Question

An object $1 cm$ tall is placed $4 cm$ in front of a mirror. In order to produce an upright image of 3 cm height, one needs a:
(A) Convex mirror of radius of curvature 12 cm
(B) Concave mirror of radius of curvature 12 cm
(C) Concave mirror of radius of curvature 4 cm
(D) Plane mirror of height 12 cm

Answer 1

Hint:Use the formula for magnification of mirror in terms of height of image and height of object to determine the image distance. Use the mirror equation to determine the focal length of the mirror using the obtained quantities. If the focal length turns out positive, then the mirror is convex and if the focal length is negative then the mirror is concave. Also, the radius of curvature is twice the focal length.

Formula used:
-Magnification, \[m = \dfrac{{{h_i}}}{{{h_o}}}\]
Here, \[{h_i}\] is the height of the image and \[{h_o}\] is the height of the object.
-Mirror equation, \[\dfrac{1}{f} = \dfrac{1}{v} + \dfrac{1}{u}\]
Here, f is the focal length of the mirror, v is the image distance and u is the object distance.

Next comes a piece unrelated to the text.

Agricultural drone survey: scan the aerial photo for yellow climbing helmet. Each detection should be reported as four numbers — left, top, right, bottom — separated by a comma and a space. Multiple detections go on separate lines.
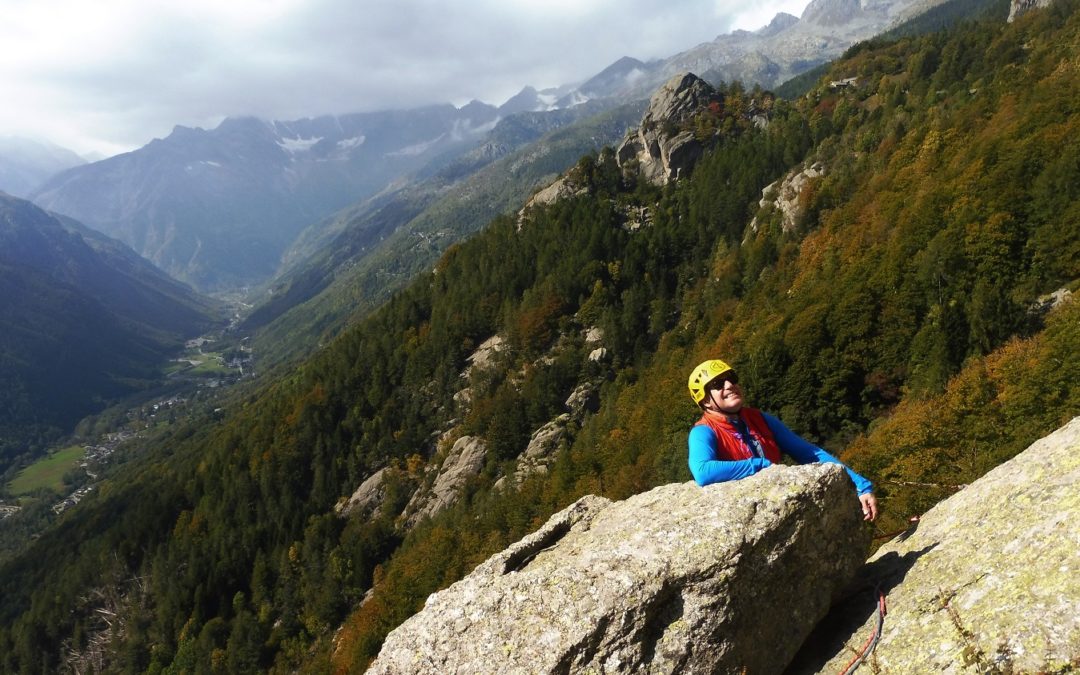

Complete step by step answer:
We have given the object height 1 cm and image height 3 cm. The object distance \[u\] is\[ - 4\,cm\].
We know the formula for magnification for the mirror,
\[m = \dfrac{{{h_i}}}{{{h_o}}}\]
Here, \[{h_i}\] is the height of the image and \[{h_o}\] is the height of the object.
Substituting 1 cm for \[{h_o}\] and 3 cm for \[{h_i}\] in the above equation, we get,
\[m = \dfrac{{3\,cm}}{{1\,cm}}\]
\[ \Rightarrow m = 3\]
We also have other formula for magnification of the mirror in terms of object distance and image distance,
\[m = - \dfrac{v}{u}\]
Here, v is the image distance from the mirror.
We substitute 3 for m in the above equation.
\[3 = - \dfrac{v}{u}\]
\[ \Rightarrow v = - 3u\]
\[ \Rightarrow v = \left( { - 3} \right)\left( { - 4} \right)\]
\[ \Rightarrow v = 12\,cm\]
Now, we have the mirror equation,
\[\dfrac{1}{f} = \dfrac{1}{v} + \dfrac{1}{u}\]
Here, f is the focal length of the mirror.
Substituting \[ - 4\,cm\] for u and 12 cm for v in the above equation, we get,
\[\dfrac{1}{f} = \dfrac{1}{{12}} - \dfrac{1}{4}\]
\[ \Rightarrow \dfrac{1}{f} = \dfrac{{ - 2}}{{12}}\]
\[ \Rightarrow f = - 6\,cm\]
We know that the focal length is negative for a concave mirror. Therefore, the mirror should be concave.Now, we know that the radius of curvature of the mirror is twice the focal length. Therefore, we have,
\[R = 2f\]
\[ \Rightarrow R = 2\left( { - 6} \right)\]
\[ \therefore R = - 12\,cm\]

Therefore, the radius of curvature of that mirror is 12 cm.So, the correct answer is option (B).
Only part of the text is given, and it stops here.